2. Can we modify our program to make it better? If so, how so?
  - Could we perhaps combine our machine learning based method with some rules?
  - Do we want our program to, say, be able to send the user to mental health resources or be able to contact live mental health professionals?

3. What do you think are some of the ethical implications of these chatbots?
  - What happens if our chatbot says something discouraging and just causes someone to feel worse?
  - Should our program be trying to give advice to users or is it more of a companion that just provides an ear to talk to?
  - Chatbots in the news: [A Bot Went on Twitter, Talked with People About Things Like Suicide](https://www.technologyreview.com/2020/10/08/1009845/a-gpt-3-bot-posted-comments-on-reddit-for-a-week-and-no-one-noticed/)

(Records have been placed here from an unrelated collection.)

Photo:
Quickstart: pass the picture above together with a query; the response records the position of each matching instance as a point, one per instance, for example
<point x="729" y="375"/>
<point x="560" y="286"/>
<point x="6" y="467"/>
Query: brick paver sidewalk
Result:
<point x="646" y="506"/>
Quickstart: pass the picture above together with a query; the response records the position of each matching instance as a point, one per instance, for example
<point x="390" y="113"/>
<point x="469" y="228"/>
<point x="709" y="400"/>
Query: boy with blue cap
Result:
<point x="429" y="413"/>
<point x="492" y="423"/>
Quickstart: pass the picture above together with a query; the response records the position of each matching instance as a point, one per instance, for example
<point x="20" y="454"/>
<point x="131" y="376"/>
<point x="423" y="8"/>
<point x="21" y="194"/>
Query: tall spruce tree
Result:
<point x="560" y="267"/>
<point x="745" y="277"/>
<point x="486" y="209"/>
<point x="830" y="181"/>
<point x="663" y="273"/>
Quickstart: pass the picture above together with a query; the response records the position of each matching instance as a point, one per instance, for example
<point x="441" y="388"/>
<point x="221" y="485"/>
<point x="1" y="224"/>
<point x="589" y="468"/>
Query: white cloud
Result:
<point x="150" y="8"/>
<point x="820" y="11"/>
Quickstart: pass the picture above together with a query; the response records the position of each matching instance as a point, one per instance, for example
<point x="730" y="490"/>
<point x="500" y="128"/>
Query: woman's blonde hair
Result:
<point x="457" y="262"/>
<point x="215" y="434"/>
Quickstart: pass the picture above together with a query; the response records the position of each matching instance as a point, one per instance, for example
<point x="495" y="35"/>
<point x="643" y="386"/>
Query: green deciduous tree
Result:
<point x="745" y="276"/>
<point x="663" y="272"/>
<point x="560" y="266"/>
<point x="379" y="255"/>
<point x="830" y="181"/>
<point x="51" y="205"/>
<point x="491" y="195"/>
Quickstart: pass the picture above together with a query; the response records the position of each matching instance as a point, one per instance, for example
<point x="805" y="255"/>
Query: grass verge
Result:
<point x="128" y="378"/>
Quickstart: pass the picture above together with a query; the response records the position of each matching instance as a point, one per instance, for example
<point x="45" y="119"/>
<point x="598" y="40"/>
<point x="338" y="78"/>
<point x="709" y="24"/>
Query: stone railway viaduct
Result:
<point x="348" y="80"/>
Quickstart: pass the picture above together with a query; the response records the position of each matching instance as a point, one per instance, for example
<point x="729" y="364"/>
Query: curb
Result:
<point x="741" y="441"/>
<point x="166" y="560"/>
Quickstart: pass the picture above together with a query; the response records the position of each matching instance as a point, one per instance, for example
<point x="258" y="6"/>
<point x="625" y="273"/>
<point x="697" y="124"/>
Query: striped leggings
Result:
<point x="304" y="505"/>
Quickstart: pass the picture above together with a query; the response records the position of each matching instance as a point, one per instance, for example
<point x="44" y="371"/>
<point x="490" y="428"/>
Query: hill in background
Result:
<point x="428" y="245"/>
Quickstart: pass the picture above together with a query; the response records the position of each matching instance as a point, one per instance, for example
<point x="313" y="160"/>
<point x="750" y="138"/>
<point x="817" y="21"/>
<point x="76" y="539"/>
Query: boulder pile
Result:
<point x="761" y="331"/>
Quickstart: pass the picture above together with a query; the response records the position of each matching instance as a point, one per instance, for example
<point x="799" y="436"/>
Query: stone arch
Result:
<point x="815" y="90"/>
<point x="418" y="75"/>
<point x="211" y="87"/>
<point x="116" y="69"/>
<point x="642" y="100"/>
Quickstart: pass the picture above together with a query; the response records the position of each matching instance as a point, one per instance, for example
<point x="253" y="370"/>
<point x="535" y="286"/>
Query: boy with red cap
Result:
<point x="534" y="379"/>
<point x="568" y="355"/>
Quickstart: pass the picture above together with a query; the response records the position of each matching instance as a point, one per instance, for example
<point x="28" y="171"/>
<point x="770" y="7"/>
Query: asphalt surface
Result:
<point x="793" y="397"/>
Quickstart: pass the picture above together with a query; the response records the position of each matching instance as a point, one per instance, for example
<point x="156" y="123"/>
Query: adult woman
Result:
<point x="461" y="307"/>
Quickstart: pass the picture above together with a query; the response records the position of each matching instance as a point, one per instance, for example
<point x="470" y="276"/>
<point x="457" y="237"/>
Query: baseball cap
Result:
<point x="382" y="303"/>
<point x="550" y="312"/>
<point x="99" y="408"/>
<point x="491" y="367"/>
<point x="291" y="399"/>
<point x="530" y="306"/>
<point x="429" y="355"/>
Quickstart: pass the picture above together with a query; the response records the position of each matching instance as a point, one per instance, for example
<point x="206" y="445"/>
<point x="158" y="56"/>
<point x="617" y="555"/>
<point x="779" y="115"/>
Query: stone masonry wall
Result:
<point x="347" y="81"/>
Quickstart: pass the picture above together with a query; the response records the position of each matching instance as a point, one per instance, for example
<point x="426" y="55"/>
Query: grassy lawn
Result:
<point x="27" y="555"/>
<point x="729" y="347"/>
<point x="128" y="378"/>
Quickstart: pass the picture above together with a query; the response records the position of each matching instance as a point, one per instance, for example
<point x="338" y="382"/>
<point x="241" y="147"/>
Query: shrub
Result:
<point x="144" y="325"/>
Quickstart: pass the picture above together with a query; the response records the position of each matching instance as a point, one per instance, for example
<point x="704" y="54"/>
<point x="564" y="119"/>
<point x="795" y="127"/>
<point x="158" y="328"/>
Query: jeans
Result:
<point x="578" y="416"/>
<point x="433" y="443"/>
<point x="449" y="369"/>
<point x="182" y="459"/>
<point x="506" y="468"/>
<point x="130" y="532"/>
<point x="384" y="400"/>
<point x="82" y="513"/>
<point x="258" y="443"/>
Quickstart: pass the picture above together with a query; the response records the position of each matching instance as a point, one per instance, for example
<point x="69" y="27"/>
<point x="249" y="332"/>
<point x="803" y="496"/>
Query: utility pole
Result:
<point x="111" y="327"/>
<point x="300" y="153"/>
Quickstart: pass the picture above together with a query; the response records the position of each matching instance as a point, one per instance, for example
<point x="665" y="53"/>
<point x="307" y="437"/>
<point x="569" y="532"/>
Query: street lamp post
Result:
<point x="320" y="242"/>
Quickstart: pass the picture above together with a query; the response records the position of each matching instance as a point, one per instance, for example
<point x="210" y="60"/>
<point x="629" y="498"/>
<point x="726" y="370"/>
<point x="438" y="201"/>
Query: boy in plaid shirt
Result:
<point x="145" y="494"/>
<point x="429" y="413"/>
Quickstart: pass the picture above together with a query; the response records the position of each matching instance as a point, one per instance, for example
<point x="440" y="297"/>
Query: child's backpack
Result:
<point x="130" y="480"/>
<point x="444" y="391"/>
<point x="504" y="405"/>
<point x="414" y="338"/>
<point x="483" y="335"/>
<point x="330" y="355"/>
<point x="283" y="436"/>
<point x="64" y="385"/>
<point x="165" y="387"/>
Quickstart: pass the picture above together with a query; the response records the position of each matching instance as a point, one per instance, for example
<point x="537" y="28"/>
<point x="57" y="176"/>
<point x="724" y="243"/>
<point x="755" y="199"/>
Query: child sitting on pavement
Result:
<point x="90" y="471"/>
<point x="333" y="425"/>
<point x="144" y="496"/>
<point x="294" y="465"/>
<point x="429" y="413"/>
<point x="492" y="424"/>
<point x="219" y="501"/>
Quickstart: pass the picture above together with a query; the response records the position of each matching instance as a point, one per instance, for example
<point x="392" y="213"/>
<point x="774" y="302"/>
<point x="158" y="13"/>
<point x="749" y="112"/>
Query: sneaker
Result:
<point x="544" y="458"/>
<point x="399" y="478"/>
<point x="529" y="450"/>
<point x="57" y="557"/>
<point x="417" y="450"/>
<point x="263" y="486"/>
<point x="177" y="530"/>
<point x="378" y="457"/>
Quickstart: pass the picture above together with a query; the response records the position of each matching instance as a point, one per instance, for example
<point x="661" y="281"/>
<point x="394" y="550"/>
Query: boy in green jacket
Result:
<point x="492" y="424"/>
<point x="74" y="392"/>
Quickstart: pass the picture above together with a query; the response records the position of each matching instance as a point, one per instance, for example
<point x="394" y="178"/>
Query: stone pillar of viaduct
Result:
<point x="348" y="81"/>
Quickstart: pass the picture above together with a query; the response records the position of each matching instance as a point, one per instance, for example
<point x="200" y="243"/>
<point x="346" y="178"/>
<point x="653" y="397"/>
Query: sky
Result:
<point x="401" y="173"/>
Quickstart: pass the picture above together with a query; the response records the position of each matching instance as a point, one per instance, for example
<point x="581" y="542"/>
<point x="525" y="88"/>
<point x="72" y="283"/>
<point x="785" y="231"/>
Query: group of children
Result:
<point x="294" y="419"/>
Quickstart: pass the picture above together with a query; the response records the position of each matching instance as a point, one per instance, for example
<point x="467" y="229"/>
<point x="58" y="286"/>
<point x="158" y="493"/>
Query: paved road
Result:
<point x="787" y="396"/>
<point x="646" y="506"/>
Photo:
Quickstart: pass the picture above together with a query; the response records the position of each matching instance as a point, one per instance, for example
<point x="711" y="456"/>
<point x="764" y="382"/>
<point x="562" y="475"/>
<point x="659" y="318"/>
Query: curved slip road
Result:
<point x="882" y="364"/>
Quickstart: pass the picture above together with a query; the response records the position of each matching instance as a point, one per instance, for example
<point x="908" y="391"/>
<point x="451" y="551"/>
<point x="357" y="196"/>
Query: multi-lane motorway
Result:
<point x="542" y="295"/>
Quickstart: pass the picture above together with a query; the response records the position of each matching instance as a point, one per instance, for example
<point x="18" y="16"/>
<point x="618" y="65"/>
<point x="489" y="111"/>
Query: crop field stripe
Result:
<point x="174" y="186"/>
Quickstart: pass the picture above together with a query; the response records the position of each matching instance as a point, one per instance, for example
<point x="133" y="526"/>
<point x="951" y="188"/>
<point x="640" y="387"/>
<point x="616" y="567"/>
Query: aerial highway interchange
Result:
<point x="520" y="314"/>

4. What do we do with the program that we just created? 
  - Turn it into an app! Look into deploying the pretrained model that you used today. For example, you can use Flask/Django to create a web app where you give people a text box where they can type in questions and talk to our new chatbot. 
  - Use this same technology, but for something else! We created a chatbot in the context of mental health, but as you've seen, there's chatbots for many types of applications, so get creative! If you like sports, maybe create a chatbot that'll give you the stats of your favorite player. If you want a study buddy, maybe create a chatbot that can read the same material that you're studying and quiz you on the material. If you just like hearing yourself talk, take all your texts, WeChat messages, WhatsApp conversations, and everything else in between, feed that into a chatbot, and train it to talk just like yourself! As you can see, the possibilities are limitless!





##Conclusion

During this deep dive, you've gained an introduction into how we can create chatbots using AI and machine learning. You first began by learning about rule-based approaches, where we have to write every single phrase that a chatbot could hear and then design an appropriate response for each. We saw how that was inefficient, so we discussed how machine learning, specifically deep learning and neural networks, can be used to create a chatbot with a richer understanding of language. Finally, in this notebook, we experimented with some of the current state-of-the-art NLP algorithms, specifically Transformers, and we learned about how they can be used to create a more conversational chatbot. You've learned so much over the course of this project and have reviewed some very advanced topics, which will hopefully fuel your growth as you start your career in AI and machine learning! Happy coding!